Friday, May 27, 2011

Ploughing ahead.

As befits our status (and beliefs) as a project linked to the transition movement (www.transitionpenwith.org.uk) we were hoping to work the farm's vegetable strips without the use of a tractor. On January 1st we had the potato strip ploughed (for 48 beds of potatoes) but the other three strips (legumes, brassicas, and alliums) were left alone, and we continued to dig over one bed at a time as and when needed. By this method we managed to prepare and plant 3 beds of broad beans, one of peas, one of chard, one of purple sprouting broccoli, one of garlic, one of shallots, and six of onions (14 beds in total). Each bed took nine hours of labour to complete. However, by late April it was becoming obvious that we needed mechanical aid, or our planting schedule would never be realised on time.
Ploughing the vegetable strips.
On 5th May a local agricultural contractor brought his tractor and plough along and prepared all the strips in 45 minutes, work which would have taken us months by hand. The dock roots and dandelion roots and couch grass roots are all still in the soil though however, and need removing by hand before we can plant or sow, but it is a lot quicker to prepare each bed now than before. The docks can be pulled out of the soil by hand, but the couch still needs digging out.

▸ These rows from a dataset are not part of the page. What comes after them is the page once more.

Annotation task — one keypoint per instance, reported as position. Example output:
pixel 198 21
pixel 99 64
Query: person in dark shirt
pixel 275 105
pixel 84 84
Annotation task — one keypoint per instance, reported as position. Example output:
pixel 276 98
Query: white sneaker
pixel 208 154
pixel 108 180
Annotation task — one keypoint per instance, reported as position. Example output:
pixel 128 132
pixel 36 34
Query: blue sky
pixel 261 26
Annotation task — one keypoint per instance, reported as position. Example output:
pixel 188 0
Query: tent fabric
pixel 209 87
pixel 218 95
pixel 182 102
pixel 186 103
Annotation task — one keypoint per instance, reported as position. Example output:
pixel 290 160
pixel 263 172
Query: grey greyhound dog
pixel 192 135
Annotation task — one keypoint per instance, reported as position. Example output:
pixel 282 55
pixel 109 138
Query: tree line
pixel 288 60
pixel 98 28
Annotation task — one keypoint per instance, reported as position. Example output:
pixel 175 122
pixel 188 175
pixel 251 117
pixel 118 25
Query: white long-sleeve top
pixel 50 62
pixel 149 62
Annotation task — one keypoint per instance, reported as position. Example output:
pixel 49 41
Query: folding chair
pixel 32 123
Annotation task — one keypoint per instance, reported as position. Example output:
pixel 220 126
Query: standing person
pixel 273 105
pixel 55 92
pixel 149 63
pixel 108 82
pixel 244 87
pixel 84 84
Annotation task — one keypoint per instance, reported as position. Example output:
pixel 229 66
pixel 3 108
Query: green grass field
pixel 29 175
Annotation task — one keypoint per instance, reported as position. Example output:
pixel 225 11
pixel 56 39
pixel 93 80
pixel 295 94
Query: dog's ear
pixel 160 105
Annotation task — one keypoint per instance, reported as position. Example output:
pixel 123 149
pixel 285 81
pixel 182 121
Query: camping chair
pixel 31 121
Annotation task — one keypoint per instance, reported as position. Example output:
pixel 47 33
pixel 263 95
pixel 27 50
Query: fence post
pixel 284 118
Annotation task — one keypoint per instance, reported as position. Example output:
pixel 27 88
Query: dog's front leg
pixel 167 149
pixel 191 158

Dock roots uncovered by ploughing.
In the three weeks since ploughing, we have prepared 25 beds, allowing us to plant courgettes, squashes, cabbages, leeks, calabrese and cauliflower, and to sow spring onions, carrots, parsnips, beetroot, radishes, scorzonera, sweetcorn, kohl rabi, rocket and turnips. We are moving ahead at the average of ten beds per week, a substantial improvement on before (especially considering the dip in volunteer numbers we are currently experiencing, probably due to "beach weather" having arrived!).
Brassica strip before ploughing - quite a daunting sight.
Most volunteer sessions these days involve preparing beds, then planting or sowing into the bed. Yesterday we prepared two beds and planted over 500 leeks, which had been grown from seed in the polytunnel in modules. The vegetable field is looking very different these days, with 90 beds prepared and producing!